Get the contents and issue a SIGHUP immediately afterwards.
None of these are guaranteed to preserve everything if the application buffers data (well, a mission-critical application should flush buffers after every write and not cache anything, this is a good point to raise in the interview). Nevertheless, there is a clean solution for that, involving the tail command:
# tail -f -n +0 /proc/966/fd/10 > /tmp/recovered.out
This command can be left running until the log rotation event if a faster service restart is not desirable.
Question 4:
The interviewer comes into the room and tells you that a node got into a 100% storage situation which was analysed by some administrator who could not identify the cause as all file sizes seem in order.

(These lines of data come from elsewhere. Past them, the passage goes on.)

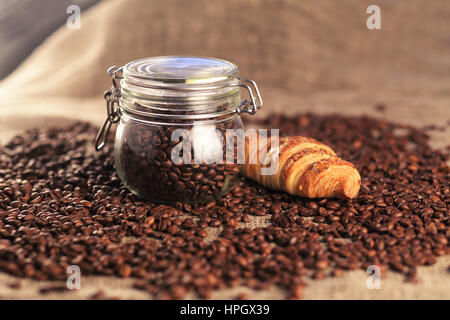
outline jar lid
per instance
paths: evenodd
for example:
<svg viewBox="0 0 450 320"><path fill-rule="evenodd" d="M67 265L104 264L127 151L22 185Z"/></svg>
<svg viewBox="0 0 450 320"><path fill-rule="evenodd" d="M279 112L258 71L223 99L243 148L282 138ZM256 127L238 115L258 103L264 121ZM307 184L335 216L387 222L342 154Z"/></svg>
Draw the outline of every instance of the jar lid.
<svg viewBox="0 0 450 320"><path fill-rule="evenodd" d="M151 57L111 67L108 72L113 81L110 99L142 116L220 117L234 112L254 114L262 106L256 83L239 76L234 63L221 59ZM241 88L247 89L250 99L241 100Z"/></svg>
<svg viewBox="0 0 450 320"><path fill-rule="evenodd" d="M157 82L163 86L177 84L208 85L233 80L238 67L229 61L191 56L165 56L130 62L123 69L127 81Z"/></svg>

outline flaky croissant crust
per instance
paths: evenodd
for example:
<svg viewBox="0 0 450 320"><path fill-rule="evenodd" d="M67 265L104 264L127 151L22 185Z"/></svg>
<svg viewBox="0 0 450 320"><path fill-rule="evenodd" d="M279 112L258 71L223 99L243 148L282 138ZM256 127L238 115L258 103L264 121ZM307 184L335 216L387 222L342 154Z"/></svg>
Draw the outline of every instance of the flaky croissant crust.
<svg viewBox="0 0 450 320"><path fill-rule="evenodd" d="M276 145L274 139L260 139L257 135L246 139L246 161L241 168L244 176L268 188L307 198L357 196L361 185L358 170L336 156L329 146L312 138L292 136L279 138L278 147L272 148ZM269 150L265 156L263 150ZM261 175L260 169L270 166L275 152L279 152L276 173ZM251 157L257 159L256 164L249 163Z"/></svg>

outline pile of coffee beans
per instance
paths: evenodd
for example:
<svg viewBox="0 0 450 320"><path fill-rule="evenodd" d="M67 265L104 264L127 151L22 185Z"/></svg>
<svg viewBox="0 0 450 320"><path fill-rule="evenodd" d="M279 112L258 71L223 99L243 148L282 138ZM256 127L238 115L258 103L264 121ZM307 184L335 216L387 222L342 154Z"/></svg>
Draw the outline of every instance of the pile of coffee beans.
<svg viewBox="0 0 450 320"><path fill-rule="evenodd" d="M221 200L144 202L115 173L112 142L76 123L31 130L0 152L0 270L60 279L136 278L157 299L247 286L300 298L312 277L378 265L416 280L416 267L449 253L450 170L416 128L368 117L271 115L259 123L311 136L356 164L359 196L311 200L240 177ZM163 160L158 160L163 162Z"/></svg>
<svg viewBox="0 0 450 320"><path fill-rule="evenodd" d="M143 124L130 118L121 126L115 148L118 174L141 198L205 203L223 196L236 182L236 161L226 163L227 148L236 149L227 145L226 130L242 127L236 116L195 126ZM173 141L179 129L185 134ZM172 160L172 151L178 151L179 162Z"/></svg>

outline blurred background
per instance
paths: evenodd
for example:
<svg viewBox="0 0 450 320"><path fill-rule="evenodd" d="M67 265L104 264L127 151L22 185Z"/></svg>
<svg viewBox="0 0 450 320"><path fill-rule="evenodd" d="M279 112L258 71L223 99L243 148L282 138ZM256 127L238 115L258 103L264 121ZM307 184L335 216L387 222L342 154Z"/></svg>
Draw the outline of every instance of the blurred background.
<svg viewBox="0 0 450 320"><path fill-rule="evenodd" d="M372 4L379 30L366 25ZM376 116L442 125L449 30L447 0L2 0L0 138L61 119L100 123L106 69L156 55L233 61L261 88L260 116L383 105Z"/></svg>

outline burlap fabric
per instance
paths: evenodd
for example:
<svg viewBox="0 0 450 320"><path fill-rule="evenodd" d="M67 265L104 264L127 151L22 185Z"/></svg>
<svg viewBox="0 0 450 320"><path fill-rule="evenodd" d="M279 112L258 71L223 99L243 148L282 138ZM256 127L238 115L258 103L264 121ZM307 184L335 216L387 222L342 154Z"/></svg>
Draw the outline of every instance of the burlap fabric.
<svg viewBox="0 0 450 320"><path fill-rule="evenodd" d="M0 142L30 127L73 119L100 124L105 117L105 73L111 65L155 55L214 56L239 65L261 87L264 110L288 114L370 114L431 132L435 148L450 144L450 4L446 0L377 1L381 30L368 30L368 1L139 1L111 0L82 12L81 29L52 34L0 83ZM373 106L383 103L385 112ZM254 222L256 223L256 222ZM450 298L450 257L420 267L419 283L392 272L382 288L366 287L368 274L309 281L306 299ZM150 298L132 279L82 277L81 289L39 294L46 282L0 273L0 298L81 299L98 290L109 297ZM235 288L214 298L248 292L251 298L283 298L278 288ZM195 298L193 296L189 296Z"/></svg>

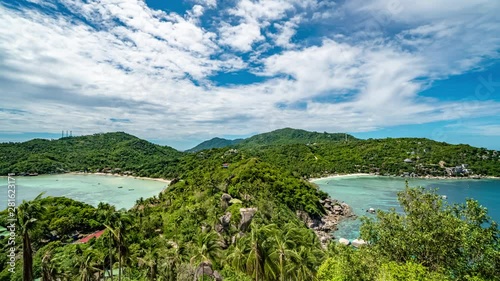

Restarting the node is not possible due to mission-critical software running on it.
Sounds bad? The diagnosis is actually simple – if no visible file is large enough then it means that some process keeps a reference to a very large deleted file (or some deleted files add up to a very large size). Finding the process and the file is the tough part but the lsof command helps:
# lsof | grep deleted | awk '{print $2,$4,$8,$9}' 2006 34w 24967 /tmp/vteAIZ4MY 2006 35u 28708 /tmp/vteXJZ4MY 2006 36w 28985 /tmp/vteYU9XMY ....
What did I do here? I have filtered the lsof output by deleted files and then got it to print 4 fields only:
The pid of the process that keeps the deleted file open;
The file descriptor (with the access type);
The file size – the interesting field one should keep an eye on;
The file name.
Once we have identified the file, there are 2 options:
Reload or restart the process, e.g. kill -HUP _pid_;
Truncate the file, e.g. truncate -s 0 /proc/_pid_/fd/_fd_.
That’s it for today, thank you for your read!